Stopping the spread of infection starts with three simple steps to proactive patient management – Identify, Isolate, and Inform. When implemented quickly, these three activities reduce risk, and they are crucial steps for healthcare workers caring for patients.
Learning best practices and assessing and managing placement of individuals suspected to have Ebola virus disease and Other Special Pathogens, commonly referred to as Persons Under Investigation (PUI), is the most critical step in identifying and correctly diagnosing the illness. With the help of the tiered system developed by the Centers for Disease Control and Prevention (CDC), there is a national framework used to coordinate a networked approach to mitigate disease transmission and activate resources within your state and Health and Human Services (HHS) region.
The tiered system has been implemented in varying ways in state and territory health departments to identify healthcare facilities that function in one of three capacities — Frontline Healthcare Facility, Ebola Assessment Hospital, or Ebola Treatment Center. Each facility is tasked with having the ability to identify patients who present with Ebola virus disease and Other Special Pathogens, isolate them to prevent disease transmission, and inform appropriate internal staff and public health authorities.

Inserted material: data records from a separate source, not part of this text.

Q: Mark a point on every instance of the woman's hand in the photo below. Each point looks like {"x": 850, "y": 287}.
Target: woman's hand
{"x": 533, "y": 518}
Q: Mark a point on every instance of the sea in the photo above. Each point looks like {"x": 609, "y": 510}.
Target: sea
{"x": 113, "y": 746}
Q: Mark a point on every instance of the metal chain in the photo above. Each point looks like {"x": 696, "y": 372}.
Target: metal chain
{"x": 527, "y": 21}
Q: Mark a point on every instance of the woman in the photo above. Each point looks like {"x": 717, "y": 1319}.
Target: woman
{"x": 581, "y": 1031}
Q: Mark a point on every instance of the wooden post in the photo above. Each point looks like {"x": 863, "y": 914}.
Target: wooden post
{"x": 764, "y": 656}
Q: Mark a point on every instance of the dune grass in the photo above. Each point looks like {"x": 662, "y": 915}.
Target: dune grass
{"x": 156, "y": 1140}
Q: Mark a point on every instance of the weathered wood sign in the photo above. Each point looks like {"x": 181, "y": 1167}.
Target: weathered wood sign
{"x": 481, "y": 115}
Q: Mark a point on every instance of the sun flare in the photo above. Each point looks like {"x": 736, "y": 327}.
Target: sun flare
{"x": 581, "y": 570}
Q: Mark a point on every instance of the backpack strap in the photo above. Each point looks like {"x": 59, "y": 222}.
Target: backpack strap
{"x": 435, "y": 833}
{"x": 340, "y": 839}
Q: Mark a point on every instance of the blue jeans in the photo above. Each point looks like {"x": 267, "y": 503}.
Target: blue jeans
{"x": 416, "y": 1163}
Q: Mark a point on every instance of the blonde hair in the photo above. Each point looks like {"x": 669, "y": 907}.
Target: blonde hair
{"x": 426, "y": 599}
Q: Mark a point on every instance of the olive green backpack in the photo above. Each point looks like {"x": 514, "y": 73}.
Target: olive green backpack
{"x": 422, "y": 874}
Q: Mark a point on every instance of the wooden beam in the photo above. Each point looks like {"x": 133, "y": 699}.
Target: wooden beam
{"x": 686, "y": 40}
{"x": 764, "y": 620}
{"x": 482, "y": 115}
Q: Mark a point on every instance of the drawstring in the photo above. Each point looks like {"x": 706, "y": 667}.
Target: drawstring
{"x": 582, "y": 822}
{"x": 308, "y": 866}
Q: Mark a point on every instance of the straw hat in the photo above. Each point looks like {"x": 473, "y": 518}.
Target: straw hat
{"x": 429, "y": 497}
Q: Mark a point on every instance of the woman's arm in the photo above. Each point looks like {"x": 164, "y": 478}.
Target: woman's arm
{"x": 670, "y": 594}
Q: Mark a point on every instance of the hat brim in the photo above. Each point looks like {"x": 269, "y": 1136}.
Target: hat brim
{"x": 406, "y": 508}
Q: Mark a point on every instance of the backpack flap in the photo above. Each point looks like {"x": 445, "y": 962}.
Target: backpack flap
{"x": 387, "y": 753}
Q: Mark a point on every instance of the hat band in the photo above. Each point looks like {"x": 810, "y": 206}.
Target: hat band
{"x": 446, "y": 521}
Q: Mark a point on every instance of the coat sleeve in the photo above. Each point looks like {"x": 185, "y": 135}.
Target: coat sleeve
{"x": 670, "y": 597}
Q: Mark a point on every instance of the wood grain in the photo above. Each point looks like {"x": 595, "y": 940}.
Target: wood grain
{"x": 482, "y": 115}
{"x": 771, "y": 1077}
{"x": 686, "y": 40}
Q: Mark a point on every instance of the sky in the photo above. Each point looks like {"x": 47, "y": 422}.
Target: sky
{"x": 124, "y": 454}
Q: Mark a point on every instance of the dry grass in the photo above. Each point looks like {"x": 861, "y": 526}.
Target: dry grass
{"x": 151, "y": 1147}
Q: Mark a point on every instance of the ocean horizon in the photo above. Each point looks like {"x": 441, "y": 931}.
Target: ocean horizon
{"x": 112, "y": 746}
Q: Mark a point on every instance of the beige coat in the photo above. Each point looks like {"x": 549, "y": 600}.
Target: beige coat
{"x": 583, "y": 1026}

Per the CDC case definition on patient evaluation, a person who has both consistent signs or symptoms as follows should be considered a Person Under Investigation (PUI). A person who has both consistent signs or symptoms and risk factors as follows should be considered a PUI:
- Elevated body temperature
- Subjective fever
- Severe headache
- Muscle pain
- Abdominal pain
- Unexplained hemorrhage
- An epidemiologic risk factor within the 21 days before the onset of symptoms
- International travel to a hot spot location of confirmed EVD
- Contact with someone with Ebola virus disease within the last 21 days
Early recognition leads to early isolation and is another key to preventing the spread of infection. Screening should be done immediately upon patient arrival or in advance if possible.
If the assessment meets the EVD case definition, take action. When a patient becomes a PUI, it is essential to think of isolation considerations. Questions to ask include:
- What is your defined path to move the patient to the isolation area?
- What PPE should the health care worker wear?
- What would your facility do if there was more than one patient? Or family members?
- What other tools or resources (e.g. checklists, resource documents) could be created in advance to assist the team?
It’s time to alert others, including public health authorities. Notifications to facility personnel should be made immediately. It is key to have a list of these individuals ahead of time. Meet with key stakeholders and establish relationships in advance. This will make the inform process much more manageable.